Another Look at Income Inequality
In Mark Perry’s recent post: More on … ‘rising income inequality’ with new data from … Census report he argues Census data indicate not much has changed over the last twenty years. The share of total income earned by the top 20% and the top 5% of households is about the same now as in 1993.
Many news stories look at income data for the top 10%, 1%, or .1%, and with the stock market booming, income gains is higher at the top income levels.
Much of the news focus on income and wealth inequality follows the publication of Thomas Piketty’s Capital in the Twenty-First Century. The research findings in the book have however been challenged by other economists. Don Boudreaux reviews Piketty’s book in Barrons.
Boudreaux explains a key issue often overlooked:
If we follow the advice of Adam Smith and examine people’s ability to consume, we discover that nearly everyone in market economies is growing richer. We also discover that the real economic differences separating the rich from the middle class and the poor are shrinking. Reckoned in standards of living—in ability to consume—capitalism is creating an ever-more-egalitarian society.
Very rich people have lots of wealth and income, but their high-definition televisions (many purchased early for $5,000 or more) have pictures rarely better than the HD TVs the rest of us purchased some years later for under $1,000. The gear shifters and other technology on high-tech mountain bikes the rich buy for $10,000 or more, are usually available to the rest of us a few years later for under $1,000. We should thank the rich for funding the development costs for advanced technologies that the rest of us can soon afford.

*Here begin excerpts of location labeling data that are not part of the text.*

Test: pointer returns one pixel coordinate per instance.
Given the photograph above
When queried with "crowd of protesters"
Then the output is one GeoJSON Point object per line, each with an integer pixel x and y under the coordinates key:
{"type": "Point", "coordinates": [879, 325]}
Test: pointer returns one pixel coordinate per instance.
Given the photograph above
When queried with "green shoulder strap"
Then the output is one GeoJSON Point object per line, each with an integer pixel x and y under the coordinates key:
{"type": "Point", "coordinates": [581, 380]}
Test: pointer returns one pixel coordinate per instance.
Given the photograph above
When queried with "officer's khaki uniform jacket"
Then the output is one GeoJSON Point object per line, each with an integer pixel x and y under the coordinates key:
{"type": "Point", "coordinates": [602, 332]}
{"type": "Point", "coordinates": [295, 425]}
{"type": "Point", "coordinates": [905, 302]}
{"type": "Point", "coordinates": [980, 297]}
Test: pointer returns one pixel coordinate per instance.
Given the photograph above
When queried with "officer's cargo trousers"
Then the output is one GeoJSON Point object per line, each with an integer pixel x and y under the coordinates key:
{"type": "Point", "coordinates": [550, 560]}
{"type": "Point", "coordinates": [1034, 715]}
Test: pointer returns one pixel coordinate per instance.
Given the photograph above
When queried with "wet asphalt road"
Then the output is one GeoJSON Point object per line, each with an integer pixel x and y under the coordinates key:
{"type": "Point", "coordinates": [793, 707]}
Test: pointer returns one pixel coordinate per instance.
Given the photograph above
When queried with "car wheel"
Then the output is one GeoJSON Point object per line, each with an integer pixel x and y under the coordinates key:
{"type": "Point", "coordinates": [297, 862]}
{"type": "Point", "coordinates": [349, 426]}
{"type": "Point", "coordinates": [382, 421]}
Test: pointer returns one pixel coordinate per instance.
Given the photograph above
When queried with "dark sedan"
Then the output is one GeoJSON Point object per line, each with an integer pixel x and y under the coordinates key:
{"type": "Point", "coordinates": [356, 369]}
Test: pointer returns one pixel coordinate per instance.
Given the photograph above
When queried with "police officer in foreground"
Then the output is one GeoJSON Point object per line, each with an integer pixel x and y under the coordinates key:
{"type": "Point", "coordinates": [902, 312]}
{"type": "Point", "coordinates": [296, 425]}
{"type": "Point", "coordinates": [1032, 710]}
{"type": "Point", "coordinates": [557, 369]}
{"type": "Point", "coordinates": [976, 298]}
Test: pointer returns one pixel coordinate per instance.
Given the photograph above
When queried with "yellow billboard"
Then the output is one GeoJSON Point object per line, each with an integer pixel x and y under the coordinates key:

The ultra rich can afford bigger houses and boats, more expensive vacations, and pay for higher-end technology sooner than the rest of society. But how big a deal is any of that? Does a bigger a house or bigger boat really matter? Most Americans have houses people in other countries think are weirdly large already.
Families living in developed countries enjoy an astonishingly level of luxury. The more complicated task is to manage our lives so we live within our incomes and avoid cheated by scam artists or jump onboard destructive or wasteful fads. People not paying attention can go deeply in debt buying stuff they don’t really care about, from too-expensive cars to high-dollar vacations. Many people are too late learning to save first before spending. And many make their lives harder by eating too much (of the wrong foods), exercising too little, and not learning how to manage stress.
Okay… end of lecture. Sorry…
Separately, it is important to remember that the people in the top 20 percent and top 10, 5 and 1 percent of income levels are mostly different people than twenty years ago. There is significant income mobility as people mature and gain more valuable work skills, and for others as they get older and retire to lower incomes.
Income mobility itself is much debated. This NYT article cites research over the last twenty years: “Upward Mobility Has Not Declined, Study Says“
The odds of moving up — or down — the income ladder in the United States have not changed appreciably in the last 20 years, according to a large new academic study that contradicts politicians in both parties who have claimed that income mobility is falling.